In spring 2019, Heather decided to go to Mary Free Bed Rehabilitation Hospital in Holland for help. 

"We saw Heather for her initial evaluation on March 5," said Dr. Lyn Hulst, who specializes in the management of chronic pain. "Her Fibromyalgia had gotten to a point where she was struggling to do her daily activities.

"Our approach is to determine how we can get each patient to be confident that they can live life even though they have constant pain."

Dr. Hulst says many people living with Fibromyalgia are afraid to do things because it's going to make the pain worse, but it's important to keep the body moving.

Since every Fibromyalgia patient is different, the physical therapists at Mary Free Bed tailor rehab programs specific to the needs of each one.

"When Heather came to us, she had two goals -- to stand and to teach karate again," said Teresa Miller, Mary Free Bed physical therapist. "I said, 'Ok, how do we get there?'"

Heather started a 10-week program at Mary Free Bed which included three hours of rehab at the clinic, in addition to being assigned exercises she was asked to do at home.

"We had some mini karate lessons," said Miller. "[I asked Heather to] show me the moves or, theoretically, what [the moves] should be so that I had a better idea of what I needed to do and how we get there."

Heather says she was assigned 10 different exercises that she did regularly.
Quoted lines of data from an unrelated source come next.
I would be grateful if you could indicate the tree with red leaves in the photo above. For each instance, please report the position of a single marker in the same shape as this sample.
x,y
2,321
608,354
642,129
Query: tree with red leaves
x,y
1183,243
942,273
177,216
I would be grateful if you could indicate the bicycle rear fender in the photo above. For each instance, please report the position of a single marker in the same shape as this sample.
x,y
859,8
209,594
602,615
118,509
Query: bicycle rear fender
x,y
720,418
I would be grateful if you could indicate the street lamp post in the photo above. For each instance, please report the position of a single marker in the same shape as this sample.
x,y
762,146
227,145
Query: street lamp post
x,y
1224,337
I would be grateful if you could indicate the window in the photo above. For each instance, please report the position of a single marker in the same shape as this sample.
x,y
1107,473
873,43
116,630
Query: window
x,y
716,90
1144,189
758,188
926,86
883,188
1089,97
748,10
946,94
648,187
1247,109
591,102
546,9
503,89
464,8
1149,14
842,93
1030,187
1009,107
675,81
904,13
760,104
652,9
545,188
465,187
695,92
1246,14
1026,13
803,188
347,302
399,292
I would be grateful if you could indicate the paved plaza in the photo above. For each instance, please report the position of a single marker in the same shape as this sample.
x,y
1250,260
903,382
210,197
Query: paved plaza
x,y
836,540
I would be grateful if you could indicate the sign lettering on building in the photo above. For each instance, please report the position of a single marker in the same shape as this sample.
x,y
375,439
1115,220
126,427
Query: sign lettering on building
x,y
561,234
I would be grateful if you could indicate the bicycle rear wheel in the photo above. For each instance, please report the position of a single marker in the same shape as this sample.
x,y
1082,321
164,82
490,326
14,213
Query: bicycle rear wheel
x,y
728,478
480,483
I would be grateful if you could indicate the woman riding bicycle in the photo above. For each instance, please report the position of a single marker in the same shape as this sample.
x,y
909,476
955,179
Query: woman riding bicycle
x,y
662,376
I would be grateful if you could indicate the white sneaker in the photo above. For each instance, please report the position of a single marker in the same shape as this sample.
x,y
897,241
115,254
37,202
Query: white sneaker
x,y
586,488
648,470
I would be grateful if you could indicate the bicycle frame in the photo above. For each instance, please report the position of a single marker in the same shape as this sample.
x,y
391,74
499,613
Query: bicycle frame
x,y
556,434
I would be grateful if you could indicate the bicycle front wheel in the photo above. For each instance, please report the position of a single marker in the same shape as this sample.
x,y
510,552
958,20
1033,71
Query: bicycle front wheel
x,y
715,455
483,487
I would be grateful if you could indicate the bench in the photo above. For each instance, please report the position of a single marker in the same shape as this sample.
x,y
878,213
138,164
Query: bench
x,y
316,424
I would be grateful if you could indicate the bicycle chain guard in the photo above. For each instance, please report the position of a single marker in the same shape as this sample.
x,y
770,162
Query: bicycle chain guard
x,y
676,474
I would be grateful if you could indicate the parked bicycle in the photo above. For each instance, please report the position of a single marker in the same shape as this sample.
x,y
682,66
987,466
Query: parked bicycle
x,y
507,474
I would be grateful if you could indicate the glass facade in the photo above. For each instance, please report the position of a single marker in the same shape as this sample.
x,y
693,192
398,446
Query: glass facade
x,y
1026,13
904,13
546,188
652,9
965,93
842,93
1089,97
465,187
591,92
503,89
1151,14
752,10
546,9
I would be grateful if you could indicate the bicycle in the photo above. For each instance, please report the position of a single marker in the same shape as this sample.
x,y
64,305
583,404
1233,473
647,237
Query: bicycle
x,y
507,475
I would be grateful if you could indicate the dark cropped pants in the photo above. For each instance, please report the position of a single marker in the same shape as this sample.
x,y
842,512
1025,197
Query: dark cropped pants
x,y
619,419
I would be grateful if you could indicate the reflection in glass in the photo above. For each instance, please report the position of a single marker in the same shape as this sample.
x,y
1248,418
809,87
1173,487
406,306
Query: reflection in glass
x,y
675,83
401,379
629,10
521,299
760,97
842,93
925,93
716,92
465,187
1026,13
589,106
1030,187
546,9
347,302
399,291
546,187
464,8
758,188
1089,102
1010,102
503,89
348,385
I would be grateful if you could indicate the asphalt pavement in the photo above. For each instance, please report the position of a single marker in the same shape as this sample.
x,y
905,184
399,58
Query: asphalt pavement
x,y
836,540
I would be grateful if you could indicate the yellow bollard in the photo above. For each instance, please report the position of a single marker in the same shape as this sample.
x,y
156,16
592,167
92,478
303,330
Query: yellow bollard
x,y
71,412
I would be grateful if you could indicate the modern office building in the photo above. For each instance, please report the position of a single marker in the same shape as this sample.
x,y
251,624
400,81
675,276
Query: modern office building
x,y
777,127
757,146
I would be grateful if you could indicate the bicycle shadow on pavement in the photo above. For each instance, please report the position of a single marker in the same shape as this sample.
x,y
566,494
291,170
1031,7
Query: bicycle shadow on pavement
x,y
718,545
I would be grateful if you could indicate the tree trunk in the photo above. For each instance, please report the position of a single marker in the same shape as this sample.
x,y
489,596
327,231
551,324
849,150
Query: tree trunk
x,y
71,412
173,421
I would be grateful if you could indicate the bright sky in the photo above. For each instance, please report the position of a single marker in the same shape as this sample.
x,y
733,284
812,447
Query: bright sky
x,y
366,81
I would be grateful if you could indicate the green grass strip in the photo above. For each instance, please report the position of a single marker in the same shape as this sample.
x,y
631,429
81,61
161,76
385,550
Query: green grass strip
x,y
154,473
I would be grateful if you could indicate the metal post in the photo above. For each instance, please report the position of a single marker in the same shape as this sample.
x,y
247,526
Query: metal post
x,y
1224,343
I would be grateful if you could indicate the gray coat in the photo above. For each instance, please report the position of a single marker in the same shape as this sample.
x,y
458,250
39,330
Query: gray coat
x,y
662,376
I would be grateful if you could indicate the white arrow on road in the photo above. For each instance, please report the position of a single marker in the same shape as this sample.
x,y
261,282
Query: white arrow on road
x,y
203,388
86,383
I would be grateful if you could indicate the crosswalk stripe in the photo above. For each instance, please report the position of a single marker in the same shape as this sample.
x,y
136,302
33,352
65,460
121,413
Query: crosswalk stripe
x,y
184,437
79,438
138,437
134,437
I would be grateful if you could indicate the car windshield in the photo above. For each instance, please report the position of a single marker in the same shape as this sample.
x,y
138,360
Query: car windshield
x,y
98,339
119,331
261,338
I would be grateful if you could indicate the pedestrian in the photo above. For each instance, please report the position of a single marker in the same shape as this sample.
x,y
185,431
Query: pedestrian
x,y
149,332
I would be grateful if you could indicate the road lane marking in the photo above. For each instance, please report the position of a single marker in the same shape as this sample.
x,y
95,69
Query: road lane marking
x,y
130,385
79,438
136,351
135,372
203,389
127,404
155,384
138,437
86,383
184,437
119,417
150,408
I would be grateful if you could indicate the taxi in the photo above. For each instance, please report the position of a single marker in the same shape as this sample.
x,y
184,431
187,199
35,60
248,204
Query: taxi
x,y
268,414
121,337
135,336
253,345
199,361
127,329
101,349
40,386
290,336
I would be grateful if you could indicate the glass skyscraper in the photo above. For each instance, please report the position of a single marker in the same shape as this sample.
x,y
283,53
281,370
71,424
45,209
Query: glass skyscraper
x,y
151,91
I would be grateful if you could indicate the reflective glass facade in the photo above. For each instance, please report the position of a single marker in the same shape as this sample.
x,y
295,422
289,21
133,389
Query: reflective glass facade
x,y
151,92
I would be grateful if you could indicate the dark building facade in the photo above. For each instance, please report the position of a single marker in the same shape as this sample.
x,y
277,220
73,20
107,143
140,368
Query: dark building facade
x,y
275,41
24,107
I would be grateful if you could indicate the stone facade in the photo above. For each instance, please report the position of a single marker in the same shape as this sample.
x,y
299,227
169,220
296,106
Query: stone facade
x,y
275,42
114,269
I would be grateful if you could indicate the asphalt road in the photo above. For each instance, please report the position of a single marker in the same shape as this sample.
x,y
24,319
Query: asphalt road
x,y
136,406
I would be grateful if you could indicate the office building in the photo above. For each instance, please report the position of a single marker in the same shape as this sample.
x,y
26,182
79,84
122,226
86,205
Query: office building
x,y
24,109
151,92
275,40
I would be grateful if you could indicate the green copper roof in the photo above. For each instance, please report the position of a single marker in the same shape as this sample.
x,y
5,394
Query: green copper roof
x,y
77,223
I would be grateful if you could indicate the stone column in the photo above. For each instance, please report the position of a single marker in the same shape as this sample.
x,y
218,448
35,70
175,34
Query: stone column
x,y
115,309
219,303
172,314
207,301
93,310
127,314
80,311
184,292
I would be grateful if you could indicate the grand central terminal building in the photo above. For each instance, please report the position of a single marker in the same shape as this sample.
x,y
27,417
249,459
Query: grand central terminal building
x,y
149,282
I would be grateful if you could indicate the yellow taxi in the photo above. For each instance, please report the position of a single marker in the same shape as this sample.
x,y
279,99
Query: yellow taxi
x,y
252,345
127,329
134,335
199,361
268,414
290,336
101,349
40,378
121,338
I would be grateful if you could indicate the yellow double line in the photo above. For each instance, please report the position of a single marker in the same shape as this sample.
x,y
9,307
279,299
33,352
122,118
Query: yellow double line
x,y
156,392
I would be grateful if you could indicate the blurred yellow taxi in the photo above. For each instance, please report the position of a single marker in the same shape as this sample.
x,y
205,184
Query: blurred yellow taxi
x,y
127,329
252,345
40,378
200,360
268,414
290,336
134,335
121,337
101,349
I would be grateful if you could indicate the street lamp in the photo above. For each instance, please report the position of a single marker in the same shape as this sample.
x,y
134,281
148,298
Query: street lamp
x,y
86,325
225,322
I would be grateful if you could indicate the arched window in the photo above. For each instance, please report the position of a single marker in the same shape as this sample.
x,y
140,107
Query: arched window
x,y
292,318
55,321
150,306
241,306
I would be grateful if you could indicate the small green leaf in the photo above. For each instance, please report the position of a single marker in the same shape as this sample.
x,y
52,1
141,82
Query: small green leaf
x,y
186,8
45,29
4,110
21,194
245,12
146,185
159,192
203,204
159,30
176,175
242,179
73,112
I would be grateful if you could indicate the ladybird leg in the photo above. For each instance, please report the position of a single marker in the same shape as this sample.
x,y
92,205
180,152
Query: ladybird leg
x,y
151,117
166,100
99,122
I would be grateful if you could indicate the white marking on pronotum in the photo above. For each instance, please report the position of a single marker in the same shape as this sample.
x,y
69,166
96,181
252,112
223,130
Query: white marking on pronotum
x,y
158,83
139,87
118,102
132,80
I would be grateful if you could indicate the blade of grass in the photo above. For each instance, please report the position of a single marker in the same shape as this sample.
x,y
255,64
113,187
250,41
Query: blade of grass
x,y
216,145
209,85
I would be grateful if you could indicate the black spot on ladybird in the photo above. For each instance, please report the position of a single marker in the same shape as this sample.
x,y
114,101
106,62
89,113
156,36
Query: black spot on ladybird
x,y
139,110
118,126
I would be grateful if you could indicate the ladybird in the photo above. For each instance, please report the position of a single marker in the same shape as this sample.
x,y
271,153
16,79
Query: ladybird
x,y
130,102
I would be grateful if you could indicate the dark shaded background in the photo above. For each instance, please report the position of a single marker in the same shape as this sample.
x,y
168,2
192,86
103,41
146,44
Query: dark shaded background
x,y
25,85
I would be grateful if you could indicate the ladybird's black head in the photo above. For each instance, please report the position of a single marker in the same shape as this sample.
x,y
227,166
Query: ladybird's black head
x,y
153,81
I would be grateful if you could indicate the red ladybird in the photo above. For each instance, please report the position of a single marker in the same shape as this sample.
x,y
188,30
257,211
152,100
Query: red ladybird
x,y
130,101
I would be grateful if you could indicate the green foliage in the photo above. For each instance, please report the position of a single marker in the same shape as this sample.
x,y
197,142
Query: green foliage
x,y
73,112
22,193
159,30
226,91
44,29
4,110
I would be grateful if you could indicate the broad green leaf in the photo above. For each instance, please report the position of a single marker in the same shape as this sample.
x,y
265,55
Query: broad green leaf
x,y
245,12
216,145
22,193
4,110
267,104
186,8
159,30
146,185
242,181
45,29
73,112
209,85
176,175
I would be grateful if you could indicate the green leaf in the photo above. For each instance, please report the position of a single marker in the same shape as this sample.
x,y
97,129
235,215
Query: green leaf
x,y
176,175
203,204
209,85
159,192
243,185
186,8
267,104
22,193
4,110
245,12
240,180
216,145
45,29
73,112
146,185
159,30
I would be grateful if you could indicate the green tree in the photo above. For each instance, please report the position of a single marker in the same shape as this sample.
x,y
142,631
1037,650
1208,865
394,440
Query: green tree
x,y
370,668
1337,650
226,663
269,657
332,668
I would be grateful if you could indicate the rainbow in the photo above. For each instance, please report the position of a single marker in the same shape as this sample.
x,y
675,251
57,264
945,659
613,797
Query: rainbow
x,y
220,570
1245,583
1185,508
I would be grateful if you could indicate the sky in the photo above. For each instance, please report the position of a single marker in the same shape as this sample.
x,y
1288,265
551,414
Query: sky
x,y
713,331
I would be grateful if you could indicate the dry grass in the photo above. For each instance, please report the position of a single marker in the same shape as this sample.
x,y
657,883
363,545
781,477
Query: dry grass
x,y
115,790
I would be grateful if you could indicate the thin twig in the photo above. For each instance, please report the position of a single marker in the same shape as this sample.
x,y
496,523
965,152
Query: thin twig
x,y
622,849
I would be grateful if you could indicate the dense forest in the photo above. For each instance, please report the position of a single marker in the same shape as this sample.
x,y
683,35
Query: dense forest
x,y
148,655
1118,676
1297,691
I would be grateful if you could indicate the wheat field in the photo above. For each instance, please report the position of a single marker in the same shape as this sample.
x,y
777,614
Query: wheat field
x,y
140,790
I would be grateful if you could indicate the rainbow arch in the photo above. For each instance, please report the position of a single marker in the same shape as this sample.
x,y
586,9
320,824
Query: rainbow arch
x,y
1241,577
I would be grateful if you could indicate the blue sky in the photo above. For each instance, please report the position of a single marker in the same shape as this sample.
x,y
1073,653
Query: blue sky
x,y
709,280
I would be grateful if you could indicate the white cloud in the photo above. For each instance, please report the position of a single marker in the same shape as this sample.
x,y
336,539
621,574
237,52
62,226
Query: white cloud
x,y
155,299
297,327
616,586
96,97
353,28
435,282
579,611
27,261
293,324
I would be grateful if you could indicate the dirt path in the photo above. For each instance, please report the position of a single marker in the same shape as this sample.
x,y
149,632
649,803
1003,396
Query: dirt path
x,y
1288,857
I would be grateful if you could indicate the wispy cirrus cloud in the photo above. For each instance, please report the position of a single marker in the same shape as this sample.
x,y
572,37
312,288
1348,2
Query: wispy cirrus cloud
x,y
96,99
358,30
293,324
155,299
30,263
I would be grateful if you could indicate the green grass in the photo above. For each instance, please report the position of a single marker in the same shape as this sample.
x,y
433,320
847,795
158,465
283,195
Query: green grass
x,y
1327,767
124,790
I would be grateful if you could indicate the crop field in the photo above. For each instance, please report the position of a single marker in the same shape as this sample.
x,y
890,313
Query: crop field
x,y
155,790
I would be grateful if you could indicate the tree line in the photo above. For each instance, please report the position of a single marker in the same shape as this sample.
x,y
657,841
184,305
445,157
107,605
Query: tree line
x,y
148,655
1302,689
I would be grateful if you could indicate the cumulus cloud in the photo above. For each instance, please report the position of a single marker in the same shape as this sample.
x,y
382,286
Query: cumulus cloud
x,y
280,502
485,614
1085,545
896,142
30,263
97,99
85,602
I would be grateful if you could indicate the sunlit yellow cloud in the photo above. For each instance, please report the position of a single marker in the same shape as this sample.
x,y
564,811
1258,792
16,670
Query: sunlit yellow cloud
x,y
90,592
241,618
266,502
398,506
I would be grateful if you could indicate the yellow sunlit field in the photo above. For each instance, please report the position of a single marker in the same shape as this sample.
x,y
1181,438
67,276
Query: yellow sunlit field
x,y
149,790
By the end of May 2019, her pain wasn't completely gone, but she could manage it and she was far more functional than she had been at any point of the previous seven years.

Most importantly, she could do and teach karate again.

"I feel much better," said Heather. "As simple as it sounds, I can get up from a chair without being in excruciating pain.

"When you can regain back control over pain, you no longer have to think about how you're going to have to maneuver your day to prevent the pain or keep it at bay the best you can.

"It's empowering."

Heather is back to teaching karate at her studio every day. She's accepted the reality that she will never be free of the Fibromyalgia, but thanks to Mary Free Bed, she's been introduced to several techniques that will help manage her pain. 

She says her quality of life has improved dramatically and she can confidently go back to teaching every strike, punch and kick karate has to offer.

While she was participating in the program at Mary Free Bed, Heather also passed a physical and mental endurance test that allowed her to elevate to a third-degree black belt.

"For me to be able to get through that test and come out the other side of that only feeling normal pain was incredibly rewarding to me," said Heather.